Ozark is like the new Breaking Bad, which is a big statement to say, I know. The show follows a financial advisor who is forced to launder $500 million in five years in order to appease a drug lord. If he doesn’t do it, he dies. Through watching the TV show you learn a lot more about money laundering than perhaps you ever thought you would. It’s not just educational, but it’s also a absolute thriller that has you on the edge of your seat all the way. In addition, it’s probably Jason Bateman’s best ever performance. Ozark has 3 seasons already, and the 4th is about to come out. Join this train before it goes off without you!

Planet Earth

“The Earth is what we all have in common”

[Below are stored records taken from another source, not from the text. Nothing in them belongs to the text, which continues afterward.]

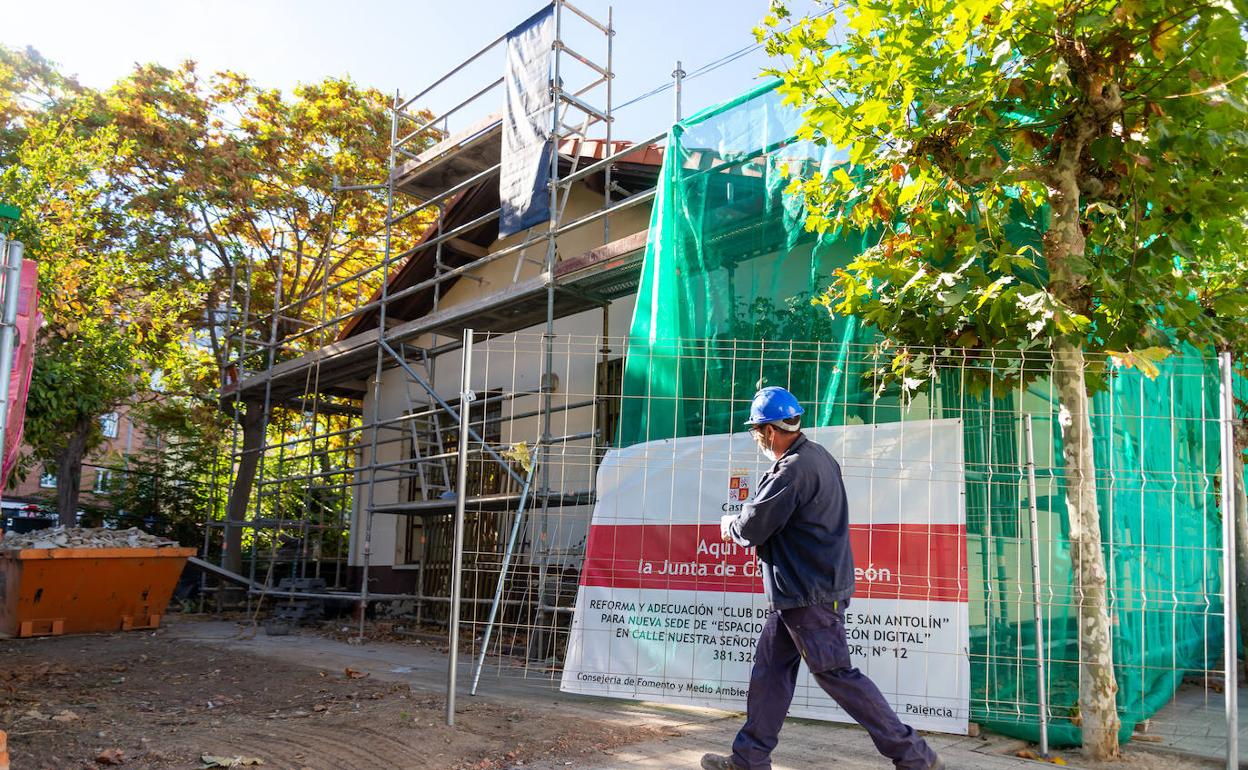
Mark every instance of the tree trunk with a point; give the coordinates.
(253, 422)
(1241, 539)
(1063, 243)
(69, 473)
(1097, 684)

Planet Earth is a revolutionary TV show that shows the beauty of planet Earth, whilst also revealing how it is being destroyed by humankind. Planet Earth has some of the most incredible shots of wildlife and nature that have ever been filmed. Some episodes take years to film, as the film crew spend lots of time waiting to see the world change, and for the animals to adapt in their natural habitat. Not to mention, the narration by David Attenborough is enough of a reason to watch this series. This show does not just have incredible visuals that would work very nicely with some sense-enhancing THC, but it’s also a must watch for every human on this plant. Especially if we aim to one day stop destroying the planet. 

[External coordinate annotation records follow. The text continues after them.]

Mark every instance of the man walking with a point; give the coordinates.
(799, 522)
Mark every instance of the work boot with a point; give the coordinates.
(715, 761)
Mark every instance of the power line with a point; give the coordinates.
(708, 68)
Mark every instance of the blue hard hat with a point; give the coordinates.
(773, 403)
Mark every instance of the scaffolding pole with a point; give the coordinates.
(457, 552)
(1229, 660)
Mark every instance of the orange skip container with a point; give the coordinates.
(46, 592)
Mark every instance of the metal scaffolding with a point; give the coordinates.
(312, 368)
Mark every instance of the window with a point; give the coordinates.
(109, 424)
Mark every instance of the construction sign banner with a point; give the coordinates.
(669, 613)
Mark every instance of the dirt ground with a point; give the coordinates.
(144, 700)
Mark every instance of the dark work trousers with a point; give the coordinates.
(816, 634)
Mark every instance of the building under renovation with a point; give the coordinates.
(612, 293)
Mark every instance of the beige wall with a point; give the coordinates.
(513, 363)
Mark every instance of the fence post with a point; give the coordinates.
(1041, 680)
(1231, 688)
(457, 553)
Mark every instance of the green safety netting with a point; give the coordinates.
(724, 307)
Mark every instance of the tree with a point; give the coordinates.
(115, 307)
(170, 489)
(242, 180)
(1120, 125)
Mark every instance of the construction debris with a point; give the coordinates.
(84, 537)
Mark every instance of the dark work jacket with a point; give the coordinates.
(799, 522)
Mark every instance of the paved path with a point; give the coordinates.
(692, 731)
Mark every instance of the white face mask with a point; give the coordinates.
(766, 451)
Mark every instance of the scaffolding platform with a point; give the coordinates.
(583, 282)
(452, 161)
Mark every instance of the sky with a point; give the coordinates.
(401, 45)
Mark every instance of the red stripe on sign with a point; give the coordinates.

The Vanishing at the Cecil Hotel

“What happened to her?”

The final Netflix TV show on this list is the Vanishing at the Cecil Hotel. This, unlike the others, is perhaps a bit of wild card. The show is a true story and it documents the vanishing of Elisa Lam, and the confusing narrative behind it all. We follow every lead as we, the viewer, also try and figure out where she vanished to and why. The docu-series highlights the effects of media-mania and also mental health. There’s no doubt that this series is a scary and horrifying watch, but it’s also no doubt an interesting one. 

What Now?

Well, it would probably take the best part of a few years to get through all of these Netflix series, so don’t feel bad if you don’t have the time. But, these 10 shows are some of the best television out there, and some of the best to watch whilst high. So, without further ado, go get your teeth into these. 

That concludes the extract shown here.